The study provides the strongest support yet for the theory of mutation
accumulation (MA), Hughes said. The theory, which has been difficult
for scientists to test, proposes that aging is the result of an accumulation
of mutations of genes that are kept in check by reproductive-oriented
selection processes early in life and only are active later on.
Examples are genes associated with Huntington’s disease and forms
of cancer that strike late in life. Such mutations exist in prime reproductive
years but only have noticeable effects late in life. In old age, when
reproduction is not an organism’s primary function, accumulating
mutations are no longer checked by selection, increasing the risk of
disease.
The other, more widely accepted theory of antagonistic pleiotrophy (AP)
says that aging occurs when genes that offer help during the reproductive
years – those that produce estrogen, for example – take
on harmful roles later in life.
Selection under AP theory favors the early life effects because these
lead to the production of offspring but does not oppose the deleterious
effects in late life, Hughes said.
Building on her theoretical study of age-related inbreeding depression
and genetic variability (PNAS, June 1996) while a doctoral student at
the University of Chicago, Hughes and colleagues raised fruit flies
to test the effect of delayed mutations.
The new study found that the deleterious effects of mutations on reproduction
rose dramatically with age during the reproductive years in both genotypes
– homozygous (those with many identical genes, or inbreeding)

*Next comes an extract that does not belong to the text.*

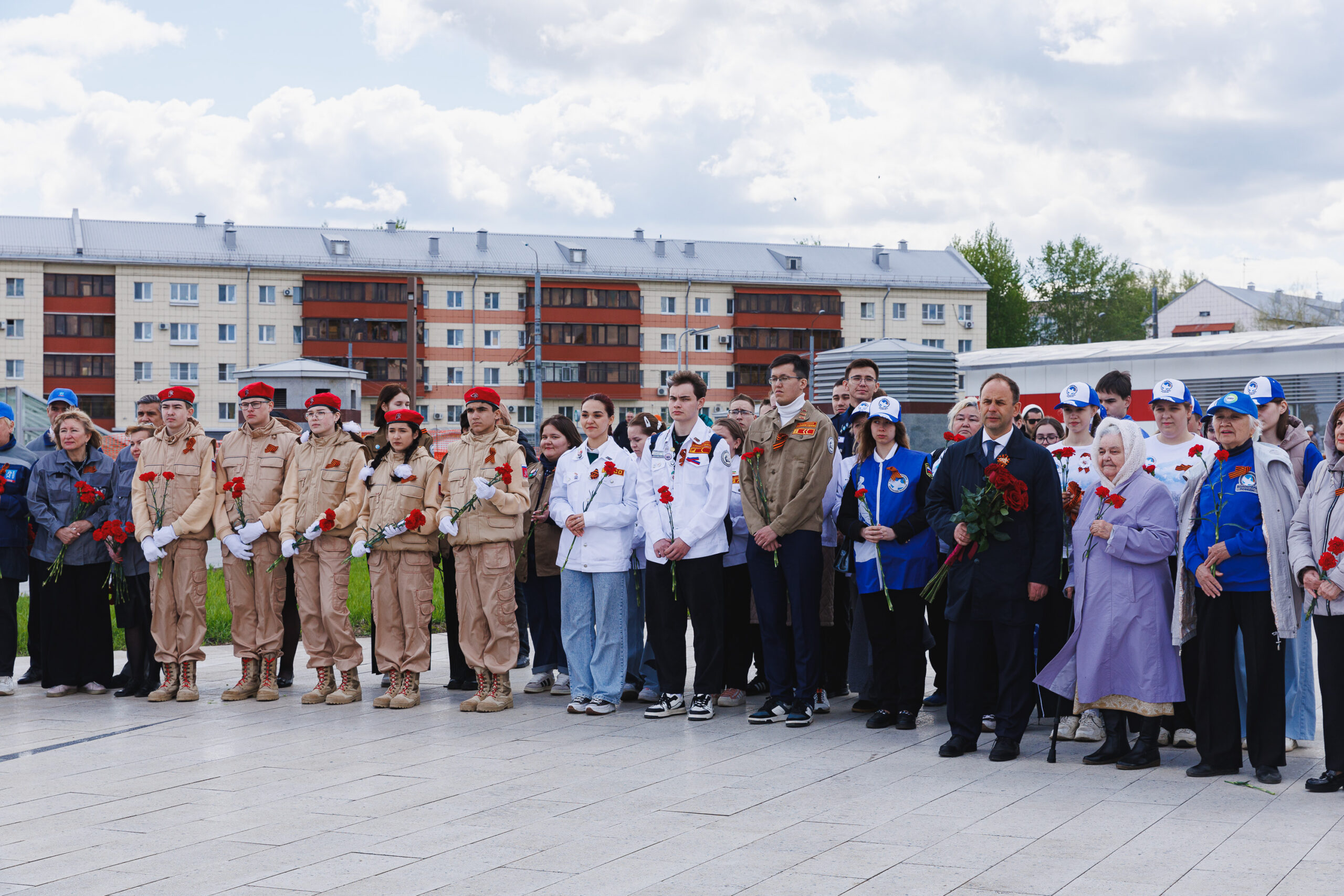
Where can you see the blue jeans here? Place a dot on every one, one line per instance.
(593, 630)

and heterozygous (those having a variety of genes present). Reproductive
success declined more rapidly, however, in the homozygous lines, as
predicted by the MA theory.
"This study allowed us to detect certain kinds of genetic effects
called dominance variance that are predicted to increase with age only
under the MA theory," Hughes said. "The power to detect these
effects is critical to tests of evolutionary aging theories, because
an age-related increase appears to be a unique prediction of the MA
theory, while other kinds of genetic effects can increase under either
model."
While the study shows support for the MA theory, the scenario under
the antagonistic pleiotrophy theory is not discounted. "They are
not mutually exclusive," Hughes said. "They can both be happening.

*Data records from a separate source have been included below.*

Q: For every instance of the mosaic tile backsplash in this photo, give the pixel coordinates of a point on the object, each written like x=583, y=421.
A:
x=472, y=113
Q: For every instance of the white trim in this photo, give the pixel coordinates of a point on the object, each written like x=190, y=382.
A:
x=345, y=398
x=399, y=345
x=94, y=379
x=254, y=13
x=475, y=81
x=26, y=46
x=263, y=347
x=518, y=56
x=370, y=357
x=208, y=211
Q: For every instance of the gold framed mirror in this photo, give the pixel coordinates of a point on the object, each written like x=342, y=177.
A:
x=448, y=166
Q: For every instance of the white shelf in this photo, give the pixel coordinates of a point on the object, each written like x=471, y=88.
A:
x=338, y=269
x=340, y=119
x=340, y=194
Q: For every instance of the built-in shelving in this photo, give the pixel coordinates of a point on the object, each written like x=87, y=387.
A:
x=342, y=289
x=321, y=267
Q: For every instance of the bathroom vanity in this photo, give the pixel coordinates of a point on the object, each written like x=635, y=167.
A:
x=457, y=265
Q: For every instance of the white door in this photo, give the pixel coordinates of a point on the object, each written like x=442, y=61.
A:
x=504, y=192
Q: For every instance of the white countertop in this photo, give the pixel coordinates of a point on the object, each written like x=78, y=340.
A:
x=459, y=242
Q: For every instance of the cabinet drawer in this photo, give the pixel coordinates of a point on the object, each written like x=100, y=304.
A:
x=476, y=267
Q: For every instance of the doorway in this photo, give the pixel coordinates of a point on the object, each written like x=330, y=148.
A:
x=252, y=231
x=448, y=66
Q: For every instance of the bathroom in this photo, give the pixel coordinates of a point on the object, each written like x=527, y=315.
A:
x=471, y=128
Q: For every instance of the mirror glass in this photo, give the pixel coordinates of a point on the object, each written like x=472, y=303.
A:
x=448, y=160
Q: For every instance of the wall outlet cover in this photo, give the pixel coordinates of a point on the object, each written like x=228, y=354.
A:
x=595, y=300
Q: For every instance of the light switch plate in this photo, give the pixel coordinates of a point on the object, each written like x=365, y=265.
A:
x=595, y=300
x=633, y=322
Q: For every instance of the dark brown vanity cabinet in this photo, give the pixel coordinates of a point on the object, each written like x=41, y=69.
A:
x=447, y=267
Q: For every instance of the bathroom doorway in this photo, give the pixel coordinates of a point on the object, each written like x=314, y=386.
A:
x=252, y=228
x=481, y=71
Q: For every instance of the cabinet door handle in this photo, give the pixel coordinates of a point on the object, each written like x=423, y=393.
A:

Both kinds of genes can be accumulating."
If geneticists try to remove bad late-in-life effects of a gene that
has a positive role early in life, then its overall function could be
negatively altered in future generations, Hughes said. Manipulating
genes with no early life benefits to negate their deleterious late life
effects, she said, might not cause negative evolutionary changes in
the future.
The authors of the paper are Hughes, postdoctoral researcher Jenny M.
Drnevich and doctoral student Rose M. Reynolds, all of Illinois, and
former postdoctoral associate Julie A. Alipaz, who now is at Harvard
University.
The National Science Foundation, National Institutes of Health and the
School of Integrative Biology at Illinois funded the research.